Adolescents purchase about 1,000 calories worth of food for an afternoon meal at both fast food restaurants—150 calories more per meal than the Institute of Medicine recommends for this age group.
"We were interested in looking at how the restaurant marketing environment affects what adolescents purchase," said Lenard Lesser, M.D., the study's lead author and a family physician and researcher at the Palo Alto Medical Foundation Research Institute. Lesser and his colleagues asked adolescents where they would go for an unhealthy meal and for a healthy meal. "When we asked them where they would go for a healthy meal, most of them said Subway," Lesser said. "Our study was really designed to look at what adolescents actually ordered at the restaurants, not simply what was offered on the menu."
The study enrolled 97 adolescents ages 12 to 21 to purchase meals at both restaurants on different days in the South Los Angeles area.
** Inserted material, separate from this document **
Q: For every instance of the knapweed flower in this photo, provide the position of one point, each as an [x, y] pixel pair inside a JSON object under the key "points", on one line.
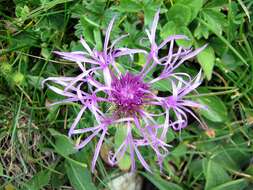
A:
{"points": [[119, 98]]}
They purchased an average of 1,038 calories from McDonald's and 955 calories from Subway, which researchers found to not be a significant difference.
Nutritionally, the meals purchased from McDonald's differed somewhat from Subway meals. The adolescents purchased more calories from sugary drinks and French fries and fewer cups of vegetables from McDonald's. The McDonald's meals contained more grams of carbohydrates and sugars than the Subway meals. However, overall sodium amounts were greater in the Subway meals, probably due to more processed meats and breads, Lesser said. There was no significant difference in fat content between meals from the two restaurants. The study authors stated that while Subway "may be 'healthier', it still may not be healthy."
Brian Saelens, Ph.D., of the Seattle Children's Hospital Center for Child Health, Behavior and Development commented, "At Subway, there are a few opportunities to make more healthful choices, but there's lots of opportunities to make unhealthful ones. If the general mantra at these restaurants and other restaurants is to eat a lot and eat unhealthily, just sticking healthful things [on the menu] is not going to change a lot of people's behavior."
"Restaurants will announce initiatives to make kids' menus more healthy, government and legislators will announce policies to make food healthier, but until we have policies from government or initiatives from industry that really improve the outcome of what people are eating and how healthfully they're eating, we're not going to succeed in solving the crisis of poor eating," Lesser said.